Upon the first production of the play, it was this very soliloquy that struck many French audience members as the most audacious and controversial part. Indeed, after a private reading in the French court, King Louis XVI forbade the play from being performed. Beaumarchais made some changes to the text—in particular moving the action from France to Spain—and while the censors would not lift their performance ban, the king himself authorized its performance.

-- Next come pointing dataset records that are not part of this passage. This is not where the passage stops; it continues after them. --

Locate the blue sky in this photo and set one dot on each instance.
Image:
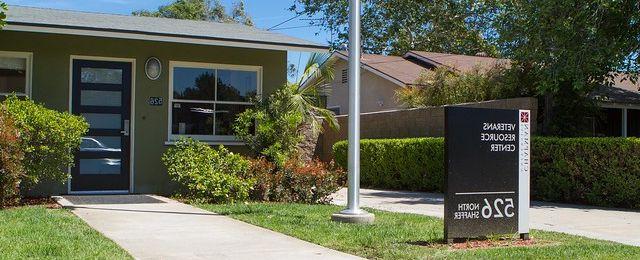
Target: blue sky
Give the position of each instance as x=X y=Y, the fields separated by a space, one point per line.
x=265 y=13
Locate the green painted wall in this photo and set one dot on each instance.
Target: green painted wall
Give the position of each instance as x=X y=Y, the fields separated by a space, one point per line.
x=50 y=85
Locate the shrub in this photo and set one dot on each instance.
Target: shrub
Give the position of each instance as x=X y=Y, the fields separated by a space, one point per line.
x=11 y=156
x=49 y=139
x=271 y=129
x=594 y=171
x=400 y=164
x=207 y=174
x=311 y=182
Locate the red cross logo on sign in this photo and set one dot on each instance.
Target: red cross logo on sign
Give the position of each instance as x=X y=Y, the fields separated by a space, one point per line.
x=524 y=117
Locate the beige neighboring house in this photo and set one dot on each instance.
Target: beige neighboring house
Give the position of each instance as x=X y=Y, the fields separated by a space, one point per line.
x=382 y=75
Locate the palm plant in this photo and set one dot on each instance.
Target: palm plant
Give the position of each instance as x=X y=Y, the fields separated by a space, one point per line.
x=308 y=90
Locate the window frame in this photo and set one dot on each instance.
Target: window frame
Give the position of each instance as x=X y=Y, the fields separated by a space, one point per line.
x=212 y=139
x=29 y=71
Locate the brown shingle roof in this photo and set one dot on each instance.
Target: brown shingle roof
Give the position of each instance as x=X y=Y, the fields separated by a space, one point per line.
x=462 y=63
x=394 y=67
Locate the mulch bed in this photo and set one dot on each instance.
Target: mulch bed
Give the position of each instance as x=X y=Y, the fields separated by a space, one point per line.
x=479 y=243
x=47 y=202
x=475 y=244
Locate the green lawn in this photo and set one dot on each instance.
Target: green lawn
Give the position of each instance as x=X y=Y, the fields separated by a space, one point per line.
x=39 y=233
x=402 y=236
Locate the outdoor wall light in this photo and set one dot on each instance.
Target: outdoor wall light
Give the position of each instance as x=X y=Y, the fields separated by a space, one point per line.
x=153 y=68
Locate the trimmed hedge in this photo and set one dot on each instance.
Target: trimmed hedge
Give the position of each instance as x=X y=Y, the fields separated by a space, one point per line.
x=399 y=164
x=595 y=171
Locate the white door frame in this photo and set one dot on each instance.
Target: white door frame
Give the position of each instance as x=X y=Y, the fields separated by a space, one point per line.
x=132 y=136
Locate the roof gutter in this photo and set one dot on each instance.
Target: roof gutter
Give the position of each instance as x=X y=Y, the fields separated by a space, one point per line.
x=161 y=37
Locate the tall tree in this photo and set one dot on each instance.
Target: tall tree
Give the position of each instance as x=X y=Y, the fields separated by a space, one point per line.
x=396 y=26
x=239 y=14
x=3 y=15
x=570 y=48
x=203 y=10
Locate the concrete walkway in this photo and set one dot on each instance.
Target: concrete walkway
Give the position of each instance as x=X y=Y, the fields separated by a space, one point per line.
x=154 y=227
x=617 y=225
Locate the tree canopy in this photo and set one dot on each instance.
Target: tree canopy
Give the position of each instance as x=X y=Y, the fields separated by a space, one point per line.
x=3 y=14
x=202 y=10
x=397 y=26
x=570 y=48
x=573 y=44
x=562 y=49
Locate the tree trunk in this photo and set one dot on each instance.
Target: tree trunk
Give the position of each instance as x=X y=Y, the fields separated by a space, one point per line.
x=548 y=114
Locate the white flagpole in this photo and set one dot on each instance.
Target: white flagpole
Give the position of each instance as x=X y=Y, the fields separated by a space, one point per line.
x=353 y=213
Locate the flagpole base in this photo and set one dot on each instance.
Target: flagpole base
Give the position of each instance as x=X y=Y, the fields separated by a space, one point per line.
x=348 y=216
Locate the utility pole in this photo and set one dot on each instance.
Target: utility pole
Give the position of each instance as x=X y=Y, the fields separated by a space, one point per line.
x=353 y=213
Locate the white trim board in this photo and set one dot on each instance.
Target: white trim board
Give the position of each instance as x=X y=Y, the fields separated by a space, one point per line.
x=133 y=110
x=159 y=38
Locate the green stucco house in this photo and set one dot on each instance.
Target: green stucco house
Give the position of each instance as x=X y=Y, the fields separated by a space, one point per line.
x=141 y=83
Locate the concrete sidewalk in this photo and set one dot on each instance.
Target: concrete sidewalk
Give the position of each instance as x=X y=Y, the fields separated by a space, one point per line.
x=616 y=225
x=154 y=227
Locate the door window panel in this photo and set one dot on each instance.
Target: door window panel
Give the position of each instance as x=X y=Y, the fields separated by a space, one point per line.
x=101 y=76
x=105 y=166
x=101 y=98
x=103 y=121
x=101 y=144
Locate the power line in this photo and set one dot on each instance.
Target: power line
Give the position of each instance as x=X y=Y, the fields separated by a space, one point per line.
x=288 y=20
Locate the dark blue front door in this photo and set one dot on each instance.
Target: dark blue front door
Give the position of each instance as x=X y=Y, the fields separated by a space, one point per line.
x=101 y=93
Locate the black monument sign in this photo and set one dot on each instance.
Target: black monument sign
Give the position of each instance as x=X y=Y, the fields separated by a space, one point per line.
x=487 y=180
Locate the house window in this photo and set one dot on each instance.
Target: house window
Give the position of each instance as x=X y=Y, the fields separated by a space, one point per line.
x=205 y=99
x=345 y=76
x=15 y=73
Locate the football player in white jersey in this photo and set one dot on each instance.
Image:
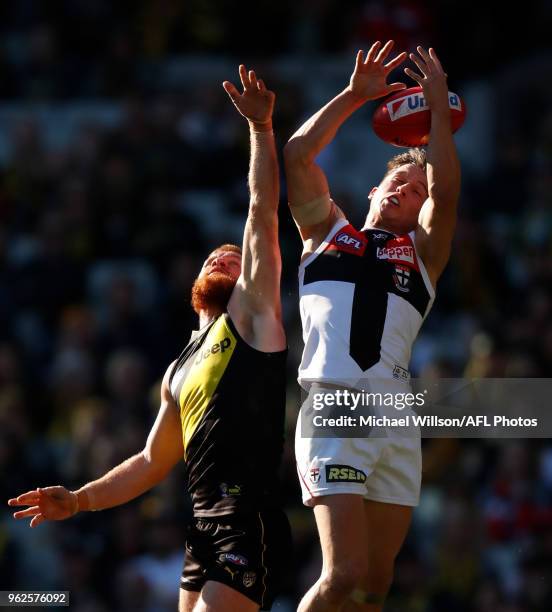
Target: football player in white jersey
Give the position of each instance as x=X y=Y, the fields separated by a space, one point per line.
x=363 y=490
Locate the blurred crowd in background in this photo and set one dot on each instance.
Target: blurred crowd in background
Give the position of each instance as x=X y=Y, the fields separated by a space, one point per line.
x=122 y=163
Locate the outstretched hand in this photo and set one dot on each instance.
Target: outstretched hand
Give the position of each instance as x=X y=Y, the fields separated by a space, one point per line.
x=256 y=102
x=369 y=79
x=433 y=79
x=47 y=504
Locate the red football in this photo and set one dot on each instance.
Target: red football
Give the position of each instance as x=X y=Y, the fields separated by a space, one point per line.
x=404 y=119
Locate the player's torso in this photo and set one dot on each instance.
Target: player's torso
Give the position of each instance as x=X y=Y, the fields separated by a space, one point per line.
x=231 y=399
x=363 y=298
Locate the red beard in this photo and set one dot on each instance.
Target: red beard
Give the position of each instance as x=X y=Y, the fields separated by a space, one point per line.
x=212 y=293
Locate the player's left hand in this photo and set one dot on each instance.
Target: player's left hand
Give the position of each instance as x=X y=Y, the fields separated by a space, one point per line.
x=433 y=79
x=46 y=504
x=256 y=102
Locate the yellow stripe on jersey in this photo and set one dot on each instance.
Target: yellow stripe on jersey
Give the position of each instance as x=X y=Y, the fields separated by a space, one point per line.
x=208 y=367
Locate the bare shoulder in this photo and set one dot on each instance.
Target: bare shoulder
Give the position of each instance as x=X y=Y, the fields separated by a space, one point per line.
x=262 y=330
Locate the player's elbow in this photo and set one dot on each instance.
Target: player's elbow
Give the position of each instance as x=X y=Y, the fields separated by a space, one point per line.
x=296 y=153
x=154 y=466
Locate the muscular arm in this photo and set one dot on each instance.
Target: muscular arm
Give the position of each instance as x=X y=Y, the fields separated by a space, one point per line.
x=437 y=219
x=128 y=480
x=309 y=202
x=255 y=304
x=144 y=470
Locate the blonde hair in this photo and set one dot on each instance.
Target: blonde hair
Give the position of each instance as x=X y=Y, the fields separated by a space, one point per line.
x=415 y=157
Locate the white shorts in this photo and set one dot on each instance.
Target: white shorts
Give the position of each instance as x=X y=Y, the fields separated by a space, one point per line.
x=387 y=470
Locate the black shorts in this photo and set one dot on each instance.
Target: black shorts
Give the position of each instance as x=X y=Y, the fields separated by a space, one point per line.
x=248 y=552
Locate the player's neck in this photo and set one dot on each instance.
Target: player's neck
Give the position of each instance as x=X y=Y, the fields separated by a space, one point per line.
x=207 y=316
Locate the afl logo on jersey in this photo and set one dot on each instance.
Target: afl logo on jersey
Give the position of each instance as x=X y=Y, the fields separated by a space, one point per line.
x=349 y=241
x=346 y=239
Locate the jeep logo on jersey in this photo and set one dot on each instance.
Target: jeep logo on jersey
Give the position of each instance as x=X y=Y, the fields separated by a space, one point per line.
x=397 y=253
x=344 y=473
x=218 y=347
x=414 y=103
x=348 y=240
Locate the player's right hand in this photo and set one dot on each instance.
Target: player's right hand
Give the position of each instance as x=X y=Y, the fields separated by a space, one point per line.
x=256 y=102
x=369 y=79
x=47 y=504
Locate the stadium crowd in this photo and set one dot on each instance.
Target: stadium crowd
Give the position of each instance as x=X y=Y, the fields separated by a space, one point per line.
x=104 y=223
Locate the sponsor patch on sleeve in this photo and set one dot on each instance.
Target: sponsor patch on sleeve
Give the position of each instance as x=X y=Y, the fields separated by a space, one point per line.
x=348 y=240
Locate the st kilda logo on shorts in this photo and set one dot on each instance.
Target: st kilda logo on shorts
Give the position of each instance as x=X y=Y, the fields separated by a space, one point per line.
x=401 y=276
x=314 y=474
x=344 y=473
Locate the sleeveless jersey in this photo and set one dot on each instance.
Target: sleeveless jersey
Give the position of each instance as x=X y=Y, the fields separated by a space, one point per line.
x=231 y=399
x=363 y=298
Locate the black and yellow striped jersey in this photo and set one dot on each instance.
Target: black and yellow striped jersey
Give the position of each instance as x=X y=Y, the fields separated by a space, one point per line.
x=231 y=399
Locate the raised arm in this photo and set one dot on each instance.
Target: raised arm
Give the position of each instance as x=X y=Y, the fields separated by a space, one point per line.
x=128 y=480
x=308 y=191
x=437 y=219
x=255 y=304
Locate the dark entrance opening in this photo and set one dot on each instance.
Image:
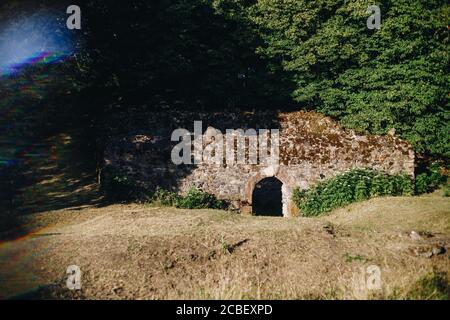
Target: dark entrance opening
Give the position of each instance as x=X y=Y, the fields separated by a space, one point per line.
x=266 y=198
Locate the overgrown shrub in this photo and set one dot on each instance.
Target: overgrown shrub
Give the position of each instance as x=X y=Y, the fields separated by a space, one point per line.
x=165 y=198
x=429 y=180
x=197 y=199
x=353 y=186
x=194 y=199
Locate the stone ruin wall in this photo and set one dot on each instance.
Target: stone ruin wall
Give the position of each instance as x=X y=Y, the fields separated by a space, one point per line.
x=313 y=148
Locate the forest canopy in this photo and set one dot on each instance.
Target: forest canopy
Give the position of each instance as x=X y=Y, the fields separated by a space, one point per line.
x=269 y=54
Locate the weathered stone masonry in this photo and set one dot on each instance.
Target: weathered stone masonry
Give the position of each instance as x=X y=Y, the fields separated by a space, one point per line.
x=312 y=148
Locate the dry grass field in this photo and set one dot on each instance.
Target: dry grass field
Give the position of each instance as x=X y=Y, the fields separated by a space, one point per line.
x=144 y=252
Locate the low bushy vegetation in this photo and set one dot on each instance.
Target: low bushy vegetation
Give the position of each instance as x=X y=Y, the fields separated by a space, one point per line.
x=353 y=186
x=430 y=179
x=193 y=199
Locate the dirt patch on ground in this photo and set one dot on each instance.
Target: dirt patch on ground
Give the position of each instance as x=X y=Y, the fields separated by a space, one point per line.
x=142 y=252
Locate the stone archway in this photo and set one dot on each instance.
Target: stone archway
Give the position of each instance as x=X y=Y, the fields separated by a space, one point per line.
x=289 y=208
x=267 y=198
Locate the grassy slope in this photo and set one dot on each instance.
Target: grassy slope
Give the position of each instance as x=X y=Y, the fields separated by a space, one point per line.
x=133 y=251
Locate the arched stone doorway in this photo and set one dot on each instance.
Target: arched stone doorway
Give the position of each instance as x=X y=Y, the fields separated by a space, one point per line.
x=267 y=197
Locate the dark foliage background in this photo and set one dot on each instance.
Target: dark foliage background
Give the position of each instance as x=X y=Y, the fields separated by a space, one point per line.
x=207 y=55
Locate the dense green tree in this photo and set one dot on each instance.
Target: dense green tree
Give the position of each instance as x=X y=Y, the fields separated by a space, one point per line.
x=373 y=80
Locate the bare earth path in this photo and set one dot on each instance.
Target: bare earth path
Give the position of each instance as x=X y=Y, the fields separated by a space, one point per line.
x=142 y=252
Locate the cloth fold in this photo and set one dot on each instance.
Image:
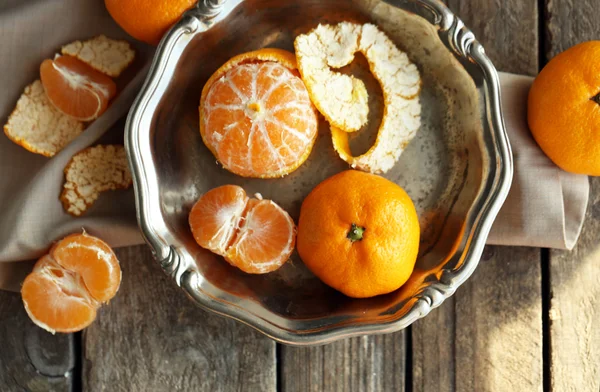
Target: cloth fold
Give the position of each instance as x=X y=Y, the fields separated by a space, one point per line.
x=545 y=207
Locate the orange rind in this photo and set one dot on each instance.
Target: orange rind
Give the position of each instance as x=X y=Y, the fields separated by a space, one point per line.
x=68 y=285
x=75 y=88
x=343 y=100
x=106 y=55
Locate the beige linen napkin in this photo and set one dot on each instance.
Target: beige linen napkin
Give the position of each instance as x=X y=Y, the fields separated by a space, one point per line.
x=545 y=206
x=32 y=216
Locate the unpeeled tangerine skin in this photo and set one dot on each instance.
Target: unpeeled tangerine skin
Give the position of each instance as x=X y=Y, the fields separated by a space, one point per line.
x=343 y=99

One of the parts of the play to which Louis XVI most objected was this very soliloquy, seeing it as irreverent towards the upper classes.

The end of play shows all of the characters assuming other identities in order to trick one another. After the count finds Hannibal going to kiss the countess (whom he believes is Susan), he boxes Figaro's ears, believing him to be Hannibal. Then, when the count takes the countess away, Susan affects the voice of the countess to play a further prank on Figaro. All of the pleasure and drama of the final moments of the play are based around disguises, misunderstandings, and misidentifications.

Everything gets resolved at the end of the play. It turns out that the elaborate pranks that the characters play on one another works more effectively than any direct conversation might have. The count is humbled by realizing that his wife knows about his affair with Susan, and Figaro and Susan come together happily in marriage. The play shows the way in which sleight of hand, deception, and humor can reveal deeper and more salient truths than didacticism or direct confrontation.